The “cloud” is a term that is associated with cloud computing. In computer networking, cloud computing is a computing process that involves multiple computers connected through some form of a communication network, such as a local area network or the Internet. As can be appreciated, as with any networked computing system, with a cloud there are always security risks that must be addressed. Current cloud security approaches are based on virtualization, separation and access control. In such approaches, machines have to be manually disinfected; they cannot be recovered quickly in the face of automated attacks. A comprehensive solution must be resilient in the face of significant node corruption and must be regenerative so that lost nodes are later recovered. An attacker that compromises a node can steal data, corrupt computation and learn about cloud control execution.
Multiparty computation (MPC) allows a group of servers (sometimes called players or parties) to provide inputs to an arithmetic (or Boolean) circuit and securely evaluate the circuit in the presence of an adversary who may corrupt a fixed portion of the servers. As noted above, when the adversary corrupts a server, it learns all information stored on that server. The adversary can force corrupt servers to behave arbitrarily, irrespective of the protocol.
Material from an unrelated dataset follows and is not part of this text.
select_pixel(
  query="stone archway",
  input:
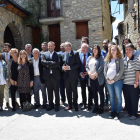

Although there are numerous published MPC protocols, none of the published protocols allow a set of servers to change in the middle of a computation, in what would be considered proactive. The only previous work on a proactive MPC is the work of Rafail Ostrovsky and Moti Yung in “How to withstand mobile virus attacks,” (See the List of Incorporated Cited Literature References, Literature Reference No. 9). A disadvantage of the protocol by Ostrovsky and Yung is that it is not explicit, in that it does not provide the details of each step to perform and required computations and communication (i.e., the paper only provides a high level argument and description of why it is possible to construct such a protocol). The protocol of Ostrovsky and Yung is also inefficient. The efficiency is not explicitly stated, but it is at least Ω(DCn3) (where D is the circuit depth, C is the number of gates in the circuit and in is the number of servers). While proactive secret-sharing has been used in the past, its use has so far been limited to protecting specialized computations, such as those required by a certification authority (see Literature Reference No. 12).
While there have been many secure operating systems and many operating systems that restore to a pristine state, none of them employed cryptographic techniques to use adjoining nodes for state reconstruction in a cloud architecture. Thus, a continuing need exists for a proactive secret sharing (PSS) approach that is operable for protecting control operations in a general-purpose cloud-computing architecture.